Background: The minimally invasive distal metatarsal metaphyseal osteotomy (DMMO) is a percutaneous operative technique with the aim to relieve the symptoms of metatarsalgia. To our knowledge, no previous research has analyzed both pre- and postoperative pedobarographic data including the changes in plantar pressure. Methods: Thirty patients (31 feet) were operated on with a DMMO and included in a prospective study. Clinical, radiologic, and pedobarographic outcomes were evaluated in comparison with the preoperative parameters.
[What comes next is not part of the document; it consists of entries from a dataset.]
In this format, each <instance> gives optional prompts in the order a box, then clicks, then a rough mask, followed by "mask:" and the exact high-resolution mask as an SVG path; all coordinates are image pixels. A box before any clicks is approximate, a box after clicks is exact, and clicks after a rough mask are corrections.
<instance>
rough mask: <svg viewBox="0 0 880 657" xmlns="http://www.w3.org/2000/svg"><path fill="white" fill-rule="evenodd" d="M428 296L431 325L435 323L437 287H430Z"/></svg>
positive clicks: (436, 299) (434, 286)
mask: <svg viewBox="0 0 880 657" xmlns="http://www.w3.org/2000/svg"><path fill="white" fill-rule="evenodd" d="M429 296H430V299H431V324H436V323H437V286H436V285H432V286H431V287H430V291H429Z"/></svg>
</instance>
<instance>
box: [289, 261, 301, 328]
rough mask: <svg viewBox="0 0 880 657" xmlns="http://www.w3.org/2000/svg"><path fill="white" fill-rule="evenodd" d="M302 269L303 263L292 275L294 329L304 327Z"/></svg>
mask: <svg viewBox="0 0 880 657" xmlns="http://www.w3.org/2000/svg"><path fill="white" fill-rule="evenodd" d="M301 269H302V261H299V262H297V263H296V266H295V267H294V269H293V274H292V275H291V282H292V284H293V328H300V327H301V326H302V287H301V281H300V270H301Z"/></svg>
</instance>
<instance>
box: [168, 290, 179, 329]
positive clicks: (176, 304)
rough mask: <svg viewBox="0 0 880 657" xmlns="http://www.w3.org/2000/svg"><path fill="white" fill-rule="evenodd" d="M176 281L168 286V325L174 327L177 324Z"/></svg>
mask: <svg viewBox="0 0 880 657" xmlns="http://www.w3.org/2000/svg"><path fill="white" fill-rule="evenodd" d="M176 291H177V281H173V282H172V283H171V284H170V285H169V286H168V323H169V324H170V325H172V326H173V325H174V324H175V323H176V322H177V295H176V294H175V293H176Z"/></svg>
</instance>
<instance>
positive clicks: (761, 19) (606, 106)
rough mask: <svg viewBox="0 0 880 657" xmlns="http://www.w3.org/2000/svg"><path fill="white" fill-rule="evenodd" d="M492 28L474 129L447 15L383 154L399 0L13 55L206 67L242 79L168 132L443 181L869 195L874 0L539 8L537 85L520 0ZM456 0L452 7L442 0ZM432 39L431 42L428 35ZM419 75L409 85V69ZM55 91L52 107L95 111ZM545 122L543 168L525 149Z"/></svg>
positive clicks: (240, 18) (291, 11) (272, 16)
The American Orthopaedic Foot & Ankle Society (AOFAS) forefoot score, the Foot Function Index (FFI), the Foot and Ankle Outcome Score (FAOS), and a visual analog scale (VAS) for pain were used in order to assess clinical parameters. Radiographs were taken to compare metatarsal lengths. The pedobarographic analysis served to determine plantar peak pressure (PPP) beneath the metatarsophalangeal (MTP) joints. Results: All scores indicated a significant mean pre- to postoperative improvement (AOFAS = 31.9 points, FAOS = 16.3%, FFI = 24.3%, VAS pain = 4.1 points, VAS general limitation = 3.3 points) ( P < .05). PPP was substantially reduced in the relevant area (M6 [plantar area beneath the second and third MTP joint] had a mean pre to post PPP = 14.15 N/cm2) and concurrently higher in the lateral and medial MTP joint areas (M5 mean pre to post = +14.37, M7 pre to post = +7.11). Our mean metatarsal shortening was 6.6 mm. However, our findings do not demonstrate a significant correlation between metatarsal length relationships and the prevalence of metatarsalgia. Conclusion: Our results demonstrate a significant improvement in clinical scores and PPP. A statistically significant relation between metatarsal length and the prevalence of metatarsalgia was not found in this prospective case series Level of Evidence: Level IV, case series.